MM014 – Snowflake vs Star Schema: And the winner is…
When we talk about BI “Business Intelligence”, we refer to a set of processes and objects (e.g. tables) for collecting and analyzing information, with the goal to support business decisions. Thanks to the ETL (“Extraction, Transformation & Loading) layer, we can provide a complete data integration between multiple external sources (ERPs, files, web, etc.). They gather in a DWH “Data Warehouse”, a consolidated and stable storage system.
Then, to reflect and support at best different analysis requests by different business teams into the company, data are logically or physically organized in the so-called “Data Marts”.
The front-end side of a DWH is based on the concept of multidimensional model or DFM (Dimensional Fact Model), a conceptual model to represent data within a Hypercube, where each edge represent a “Dimension” of analysis. The hypercube will be subsequently divided into many “cubes”, each one of them identified by a triple of coordinates: The values assumed by the measures for that data triad is commonly referred to as “Fact”.
So, in general, a multidimensional model is mainly based on four key concepts:
- Fact: Table that typically models a specific business area (Sales, Orders, Production, etc.) and is characterized by a lot of useful measure for the firm management. It represents the occurrence of an event concerning the specific business domain;
- Measurement: It is the quantitative aspect of the fact and it is of high importance for the analysis. From this measures are extracted the KPIs “Key Performance Indicator” that will guide enterprises in their business strategies. Some examples can be the quantity produced, the profit, and price;
- Dimension: It represents the coordinates of the analysis, e.g. Date, Product, Shop;
- Dimensional Attribute: It is a logical grouping of some elements of a same size.
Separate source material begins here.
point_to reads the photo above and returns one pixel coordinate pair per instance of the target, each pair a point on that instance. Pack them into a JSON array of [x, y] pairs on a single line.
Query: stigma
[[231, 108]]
They are classes of elements that allow the user to select the data based on specific characteristics.
DB Performance or DB Management?
Now that we have set the schemas in a visual context, we are ready to see how a single fact table is linked to several dimension. The two main types of presentation area are the so-called “Snowflake” and “Star” schemas.
In this picture, on the left, we can see the Star Schema, composed by few tables but full-bodied. The structure is very simple and easy to understand because is implemented to get the support decision strategies for managers easy. Another important feature of the model are the high performing queries, because if several attributes are merged in one table, there is an incredible reduction of joins needed. Otherwise, the loading time of the data is a little bit long, because the data redundancy due to the de-normalization causes an increase in size of the table, but in this way is able to be widely supported by a large number of business intelligence tools.
On the right, we have the Snowflake Schema. This type of model is implemented with the goal to have a DWH with the best performance as possible. Of course, it is characterized by a complex architecture with several thin but specialized tables to avoid large code changes and eliminate the redundancy. It is also important the use of surrogate keys (which often are integer type, to speed up the process if compared to the correlation time e.g. of char datatype). They improve efficiency in data loading time but, on the other side, reduce queries performance due to the need of several joins from the tables.
And the winner is…
We can sum up that the Star schema has better performances if a client needs a data warehouse with high query performance, tools compatibility and an easy architecture of the schema, while Snowflake is the best type of implementation if we need a minimum data loading time, and a high DB management with minimum code changes.